Creato il 15 gennaio 2013 da Marcopress @gabbianone

Stavolta mi tocca proprio titolare. Perché mi hanno inviato a Pagliaccionia. E ho potuto constatare che le fonti sono almeno verosimili.
A Pagliaccionia accadono cose agghiaccianti. Anche lì, come in Italia, sono alla vigilia delle elezioni. In ordine cronologico ve ne racconto tre. Come fosse “Se una notte d’inverno un viaggiatore”, ma a Pagliaccionia lo chiamano “metaromanzo”.
1) A Pagliaccionia c’è un politico comunista (contrariamente al nostro meraviglioso Paese, non se ne sono liberati). Un giorno il partito lo esclude dal Parlamento e lui dà fuori di matto. Dice che non si fa. Che la sua corrente è stata esclusa. Epperò, miracoli di quel popolo (i Pagliaccioni, non i comunisti), trova un posto alternativo. Dove, come negli anni precedenti, tampinerà (eufemismo) le iscritte riportandole a casa dopo le riunioni.
2) A Pagliaccionia c’è un politico molto religioso. E’ uno stregone. E nel suo ufficio è ritratto in varie fotografie assieme al Totem. Però, nei ritagli di tempo, non disdegna la f. (farfalla, anche a Pagliaccionia c’è Bordano). E così, quando prenota i viaggi, spesso in direzione Italia (perché vuole capire quanto meglio si vive qui), non dimentica di pappagallare l’agente.

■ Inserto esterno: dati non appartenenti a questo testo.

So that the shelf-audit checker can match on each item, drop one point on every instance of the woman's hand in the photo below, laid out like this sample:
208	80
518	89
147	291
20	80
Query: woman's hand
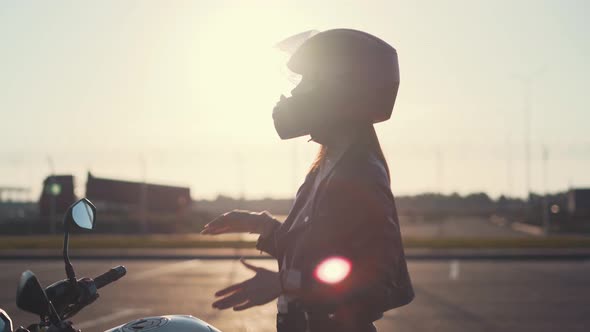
264	287
239	221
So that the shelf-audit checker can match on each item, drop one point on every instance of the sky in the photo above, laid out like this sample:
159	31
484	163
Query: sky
181	93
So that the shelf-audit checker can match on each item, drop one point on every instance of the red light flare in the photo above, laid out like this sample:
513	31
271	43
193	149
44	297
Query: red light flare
333	270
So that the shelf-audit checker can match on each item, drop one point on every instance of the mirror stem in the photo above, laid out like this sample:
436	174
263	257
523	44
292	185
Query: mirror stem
69	268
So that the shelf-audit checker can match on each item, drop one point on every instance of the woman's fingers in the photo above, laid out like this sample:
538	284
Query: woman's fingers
216	230
230	289
248	265
231	222
244	306
232	300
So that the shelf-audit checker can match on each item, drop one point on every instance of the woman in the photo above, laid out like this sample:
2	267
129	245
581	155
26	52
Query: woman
340	255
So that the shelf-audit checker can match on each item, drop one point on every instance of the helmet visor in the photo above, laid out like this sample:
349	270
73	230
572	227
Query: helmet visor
286	48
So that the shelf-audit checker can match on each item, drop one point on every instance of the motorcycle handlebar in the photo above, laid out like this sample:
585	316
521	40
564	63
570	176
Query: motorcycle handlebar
113	274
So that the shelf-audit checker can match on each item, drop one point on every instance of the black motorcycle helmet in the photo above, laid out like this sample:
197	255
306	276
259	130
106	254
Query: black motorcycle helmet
348	77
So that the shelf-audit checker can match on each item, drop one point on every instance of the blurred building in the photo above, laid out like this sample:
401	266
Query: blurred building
578	203
135	196
57	195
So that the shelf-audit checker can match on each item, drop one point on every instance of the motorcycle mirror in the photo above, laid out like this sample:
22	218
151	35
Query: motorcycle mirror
30	296
82	214
5	322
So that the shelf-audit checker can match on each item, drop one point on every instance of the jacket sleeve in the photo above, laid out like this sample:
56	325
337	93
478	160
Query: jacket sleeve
356	221
266	240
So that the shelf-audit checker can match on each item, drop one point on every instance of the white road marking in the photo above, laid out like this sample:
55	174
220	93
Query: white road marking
166	269
454	270
109	318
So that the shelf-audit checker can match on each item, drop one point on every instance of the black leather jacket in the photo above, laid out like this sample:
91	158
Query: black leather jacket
354	216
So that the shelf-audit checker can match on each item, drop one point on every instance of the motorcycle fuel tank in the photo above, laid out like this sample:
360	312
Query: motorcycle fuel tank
178	323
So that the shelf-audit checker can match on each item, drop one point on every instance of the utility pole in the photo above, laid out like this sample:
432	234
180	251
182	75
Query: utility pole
52	195
527	81
545	204
143	196
439	170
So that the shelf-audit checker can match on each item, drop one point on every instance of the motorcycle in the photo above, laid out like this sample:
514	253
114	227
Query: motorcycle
59	302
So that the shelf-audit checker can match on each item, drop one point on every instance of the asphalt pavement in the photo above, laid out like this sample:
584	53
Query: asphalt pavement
454	295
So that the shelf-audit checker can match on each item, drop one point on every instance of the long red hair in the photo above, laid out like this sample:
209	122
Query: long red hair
367	140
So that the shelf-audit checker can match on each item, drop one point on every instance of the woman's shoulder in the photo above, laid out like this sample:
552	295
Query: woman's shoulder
366	167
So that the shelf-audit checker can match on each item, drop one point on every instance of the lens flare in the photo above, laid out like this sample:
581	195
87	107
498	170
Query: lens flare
333	270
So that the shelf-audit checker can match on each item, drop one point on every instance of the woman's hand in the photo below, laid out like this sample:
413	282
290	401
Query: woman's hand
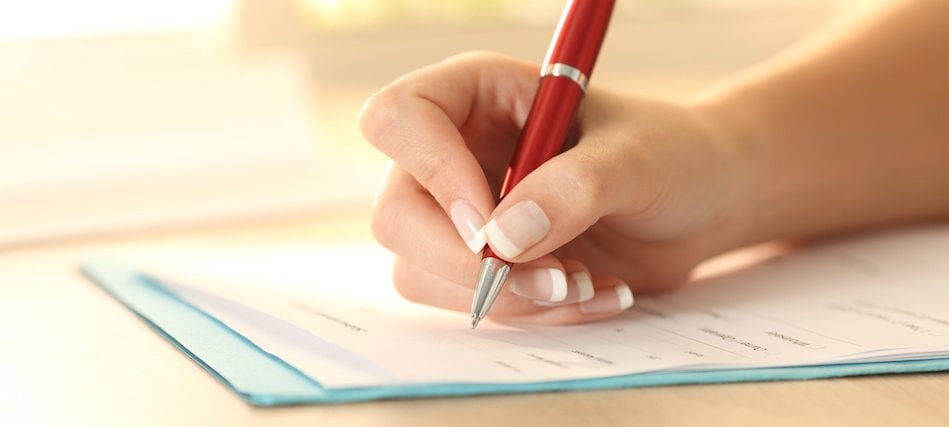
647	192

Sia mai che gli faccia uno sconto.
3) A Pagliaccionia il politico molto religioso è riuscito a soffiare il posto in lista elettorale (pensate che hanno il Paglioncellum, un sistema elettorale in cui i politici si votano tra loro) a un collega stregone. Questi si è adirato mica poco perché aveva un curriculum da paura: viaggi umanitari in Africa come piovesse, l’italiano Veltroni un dilettante. Fortunatamente, essendo inviato, ho potuto approfondire con un terzo stregone, diventato mio amico. Quei viaggi non sono mica veri. In Italia si direbbe millantare.
In Italia dove, per fortuna, siamo ritornati di corsa. Tutto procede benissimo. Nessuno cerca posti, nessuno cambia idea, nessuno millanta, nessuno tampina, nessuno pappagalla. Quando Enzo Tortora fu condannato in primo grado, fu un processo regolarissimo.